就在抗联将士们士气高涨、加紧集结备战之时,山林深处的另一处临时营地,却透着一股阴沉压抑的气息。
几棵枯树拢成的避风处,燃起一堆篝火,火苗舔舐着架在上面的红薯,焦香混杂着雪水的湿冷,弥漫在空气中。
程斌和几名挺进队的汉奸围坐在一起,手上各攥着一块烤得焦黑的红薯,大口大口地啃着,脸上没有丝毫温度。

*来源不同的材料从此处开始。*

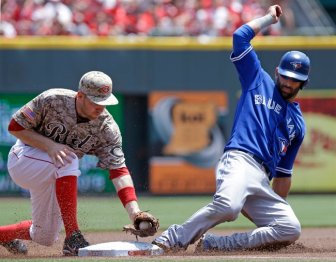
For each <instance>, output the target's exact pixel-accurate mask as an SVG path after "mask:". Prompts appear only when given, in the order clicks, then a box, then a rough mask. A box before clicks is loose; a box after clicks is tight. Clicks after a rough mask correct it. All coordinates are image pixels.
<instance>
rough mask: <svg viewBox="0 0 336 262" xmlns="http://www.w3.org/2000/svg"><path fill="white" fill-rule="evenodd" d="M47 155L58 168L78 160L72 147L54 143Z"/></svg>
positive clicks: (58, 143)
mask: <svg viewBox="0 0 336 262" xmlns="http://www.w3.org/2000/svg"><path fill="white" fill-rule="evenodd" d="M47 153H48V155H49V156H50V158H51V160H52V161H53V163H54V164H55V165H56V166H57V167H61V166H65V165H66V164H68V163H71V162H72V160H74V159H75V158H76V154H75V153H74V150H73V149H72V148H71V147H69V146H67V145H63V144H59V143H52V144H51V146H50V147H49V150H48V152H47Z"/></svg>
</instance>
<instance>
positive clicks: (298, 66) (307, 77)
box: [278, 51, 310, 82]
mask: <svg viewBox="0 0 336 262" xmlns="http://www.w3.org/2000/svg"><path fill="white" fill-rule="evenodd" d="M309 69H310V60H309V57H308V56H307V55H306V54H304V53H302V52H300V51H289V52H287V53H285V54H284V55H283V56H282V58H281V60H280V64H279V67H278V72H279V74H280V75H284V76H287V77H290V78H294V79H296V80H299V81H303V82H306V81H307V80H308V76H309Z"/></svg>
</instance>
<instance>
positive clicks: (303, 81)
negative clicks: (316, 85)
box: [300, 78, 309, 90]
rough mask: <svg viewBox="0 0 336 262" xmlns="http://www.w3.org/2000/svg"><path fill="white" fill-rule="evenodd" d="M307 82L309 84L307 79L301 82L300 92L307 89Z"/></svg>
mask: <svg viewBox="0 0 336 262" xmlns="http://www.w3.org/2000/svg"><path fill="white" fill-rule="evenodd" d="M308 82H309V78H308V79H307V80H306V81H303V82H302V85H301V86H300V89H301V90H302V89H305V88H306V87H307V85H308Z"/></svg>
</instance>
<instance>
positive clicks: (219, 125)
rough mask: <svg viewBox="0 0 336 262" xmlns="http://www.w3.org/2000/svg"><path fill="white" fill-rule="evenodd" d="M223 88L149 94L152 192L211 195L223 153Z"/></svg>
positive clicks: (151, 185)
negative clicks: (209, 90)
mask: <svg viewBox="0 0 336 262" xmlns="http://www.w3.org/2000/svg"><path fill="white" fill-rule="evenodd" d="M227 108H228V107H227V95H226V93H225V92H153V93H151V94H150V97H149V114H150V128H149V130H150V134H149V135H150V152H151V157H150V164H149V166H150V167H149V168H150V174H149V184H150V191H151V192H152V193H154V194H175V193H178V194H184V193H210V192H213V190H214V188H215V178H214V168H215V166H216V164H217V162H218V160H219V158H220V156H221V155H222V153H223V148H224V144H225V138H224V129H225V128H226V127H225V117H226V115H227V113H228V112H227Z"/></svg>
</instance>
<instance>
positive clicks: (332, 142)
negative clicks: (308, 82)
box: [292, 90, 336, 192]
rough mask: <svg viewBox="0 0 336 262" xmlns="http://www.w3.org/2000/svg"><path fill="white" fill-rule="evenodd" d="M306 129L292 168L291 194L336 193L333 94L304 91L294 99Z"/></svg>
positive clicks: (333, 110)
mask: <svg viewBox="0 0 336 262" xmlns="http://www.w3.org/2000/svg"><path fill="white" fill-rule="evenodd" d="M298 102H299V103H300V106H301V109H302V111H303V114H304V119H305V122H306V126H307V130H306V136H305V139H304V142H303V145H302V146H301V149H300V151H299V154H298V157H297V159H296V162H295V166H294V175H293V183H292V191H293V192H336V176H335V167H336V165H335V160H336V132H335V130H336V106H335V105H336V93H335V92H330V91H322V90H319V91H318V92H308V90H307V92H306V93H305V94H304V96H303V97H301V98H300V99H298Z"/></svg>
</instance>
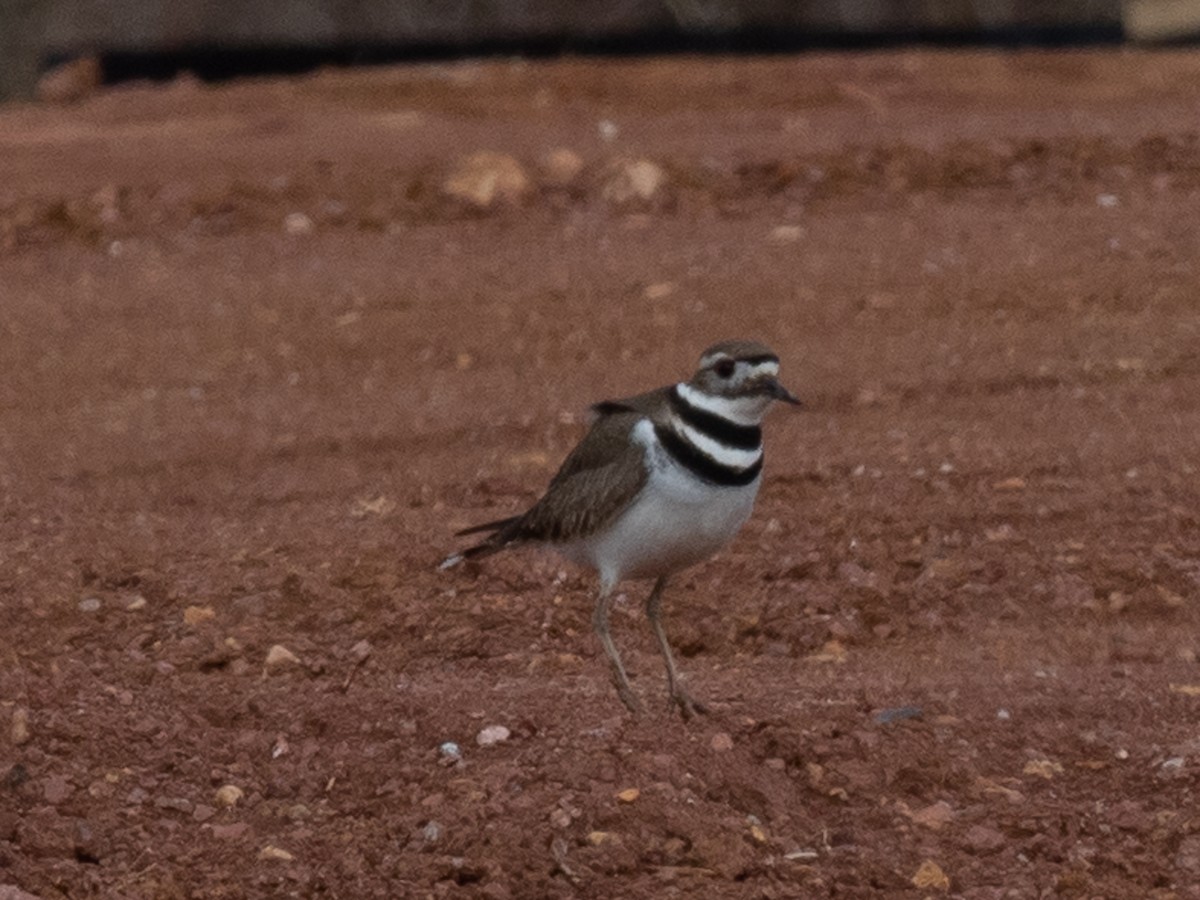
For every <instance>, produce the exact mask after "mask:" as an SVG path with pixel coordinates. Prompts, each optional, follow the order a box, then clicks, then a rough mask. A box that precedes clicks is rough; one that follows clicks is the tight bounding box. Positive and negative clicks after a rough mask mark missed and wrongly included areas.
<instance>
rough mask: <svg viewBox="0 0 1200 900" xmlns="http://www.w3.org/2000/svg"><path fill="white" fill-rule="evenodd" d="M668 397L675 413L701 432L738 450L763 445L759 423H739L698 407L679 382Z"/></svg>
mask: <svg viewBox="0 0 1200 900" xmlns="http://www.w3.org/2000/svg"><path fill="white" fill-rule="evenodd" d="M667 398H668V400H670V401H671V409H672V410H674V414H676V415H678V416H679V418H680V419H683V420H684V421H685V422H686V424H688V425H690V426H691V427H694V428H695V430H696V431H698V432H700V433H701V434H704V436H706V437H709V438H712V439H713V440H715V442H718V443H720V444H724V445H725V446H733V448H737V449H738V450H757V449H758V448H760V446H762V428H760V427H758V426H757V425H738V424H737V422H731V421H730V420H728V419H724V418H721V416H719V415H716V414H715V413H708V412H706V410H703V409H697V408H696V407H694V406H692V404H691V403H689V402H688V401H686V400H684V398H683V395H682V394H680V392H679V385H678V384H677V385H676V386H674V388H672V389H671V391H670V394H667Z"/></svg>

一名汉奸搓了搓冻得通红的手,把一个篝火烤得温热的水壶递到程斌面前,“大哥,喝口酒暖暖身子,这鬼天气,冻得骨头都快碎了。”
程斌放下红薯,接过水壶猛灌了一大口。
辛辣的酒液呛得他剧烈咳嗽起来,脸色瞬间涨红。
他抬手狠狠抹了把嘴角的酒渍,眼神愈发阴鸷。
旁边一名汉奸见状,连忙拍着他的后背,语气满是懊恼,“特么的,真晦气!
没想到抗联会玩这一手,让部队分散转移,害得我们辛辛苦苦追了一路,最后扑了个空。
到手的功劳就这么白白溜走了,太可惜了!”
程斌缓过劲来,冷冷瞥了他一眼,“你以为杨靖宇那么好对付的?
要是他那么容易被拿下,日本人也就用不着我们这些人了。
不过,他们分散转移也未必是坏事。”
他顿了顿,拿起地上的烤红薯,“这正说明,在我们一年多的持续追剿打击下,抗联已经到了山穷水尽的地步,只能像丧家之犬一样分散逃窜。”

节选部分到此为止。